Es ist die Aufgabe der beiden Fraktionsvorsitzenden, Jens Spahn (CDU) und Matthias Miersch (SPD), Mehrheiten zu organisieren. Freies Mandat hin oder her, in der Realität wird durchaus Druck auf Abgeordnete ausgeübt. Ein „Umfallen“ der Jungen Gruppe wäre für die Mitglieder mit einem Gesichtsverlust verbunden. Daher braucht es mehr. Man kann davon ausgehen, dass hinter den Kulissen schon händeringend nach einem Konsens gesucht wird.
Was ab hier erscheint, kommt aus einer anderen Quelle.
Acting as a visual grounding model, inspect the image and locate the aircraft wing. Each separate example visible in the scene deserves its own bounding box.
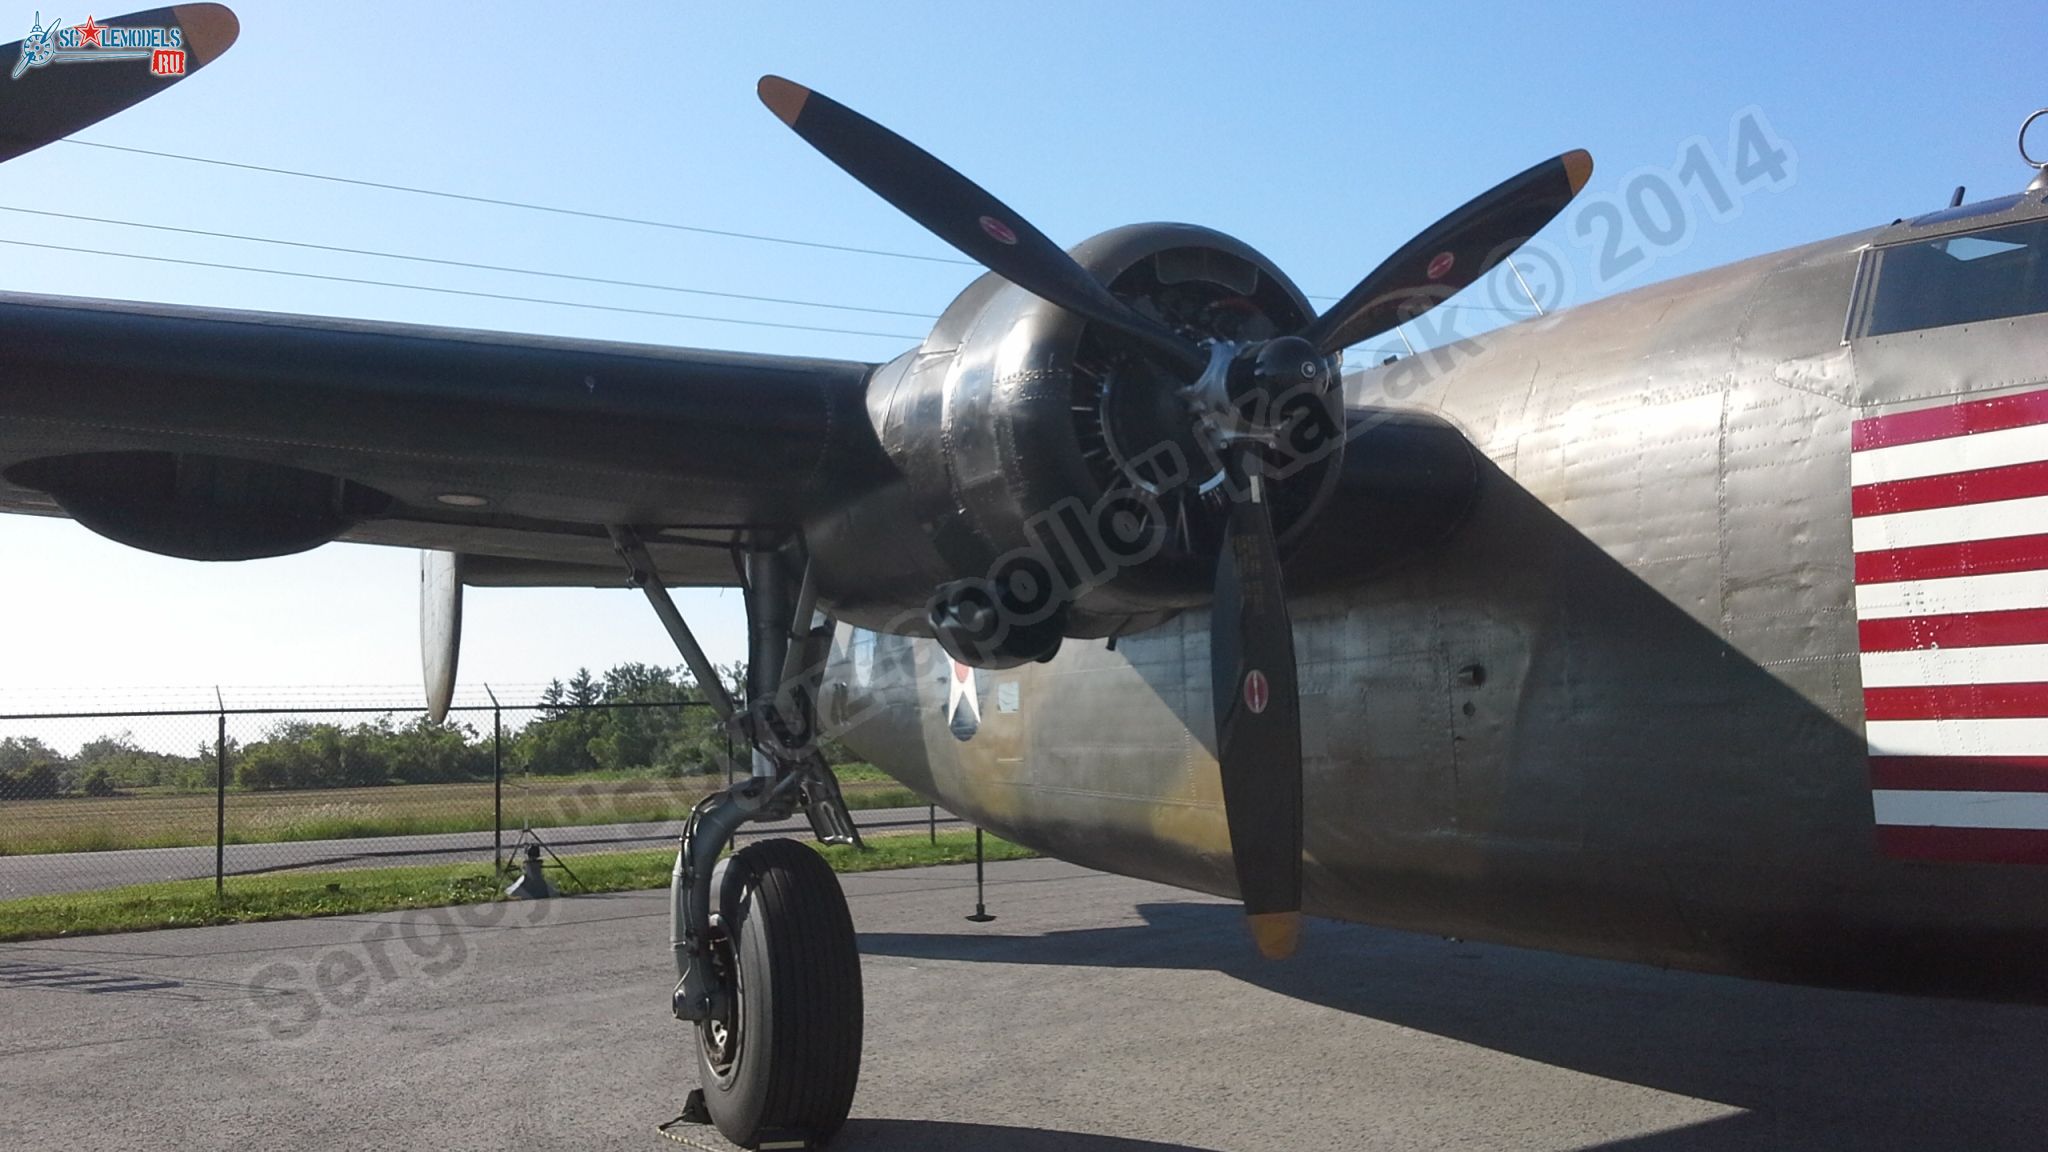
[0,290,893,586]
In der Regierung machen das üblicherweise Kanzleramtsminister Thorsten Frei, Finanzstaatssekretär Björn Böhning (SPD) und Innenminister Alexander Dobrindt (CSU).

Der Verweis des Kanzlers auf die Arbeit der Rentenreformkommission dürfte nicht ausreichen. Warum sollte die SPD später dem zustimmen, was sie jetzt hart ablehnt? Als aussichtsreicher gilt in der Unionsfraktions, was Merz am Sonntagabend in der ARD-Sendung „Bericht aus Berlin“ andeutete: Eine verbindliche Verabredung im Gesetz selbst oder einem parallel verabschiedeten Antrag, wie der Kostenanstieg in der Sozialversicherung ausgeglichen werden soll.

Wenn das konkret und belastbar ist, könnte das die Brücke für die jüngeren Mitglieder der Unionsfraktion sein. Die Frühstarterrente und Aktivrente sind da kaum Posten, die zählen. Der staatlich unterstützte Aufbau einer privaten Altersvorsorge für Kinder und die Steuervergünstigung für Arbeitnehmer im Rentenalter sind längst eingepreist. Entlastungen für Beitragszahler bedeuten diese Änderungen allesamt nicht.

Gibt es einen Ausweg, wenn Union und SPD keine eigene mehrheit zustande bringen? Der Kanzler kann nicht darauf bauen, dass die Grünen einspringen und für eine Mehrheit sorgen werden. „Das Rentengesetz ist völlig unzureichend, dem werden wir Grüne nicht zustimmen“, sagte Fraktionsvize Andreas Audretsch der F.A.Z. – und er fügte hinzu: „Friedrich Merz entgleitet der Streit um die Rente völlig. Mit Ansage.“ Jens Spahn entwickelt sich nach seinen Worten „zum schlechtesten Fraktionsvorsitzenden aller Zeiten“. Audretsch sprach sich dafür aus, das Rentenniveau dauerhaft bei 48 Prozent zu stabilisieren, um Altersarmut zu verhindern. „Zugleich braucht es nach seinen substanzielle Reformen. Die Kosten dürfen nicht einfach der jungen Generation aufgebürdet werden.“

Der Linken-Fraktionsvorsitzende Sören Pellmann sagte der F.A.Z., seine Fraktion werde keiner weiteren Verschlechterung des Systems zustimmen. Er forderte Spahn auf, dafür sorgen, dass der Gesetzentwurf zur Stabilisierung des Rentenniveaus durchgeht. Seit seiner Absenkung auf 48 Prozent habe sich das Altersarmutsrisiko fast verdoppelt. „Es geht also um ein absolutes Minimum.“ Gerecht wäre eine Erwerbstätigenversicherung in die alle einzahlen – also auch Beamte, Selbständige, Politiker. Dann wären stabile Beiträge und ein Rentenniveau von 53 Prozent finanzierbar.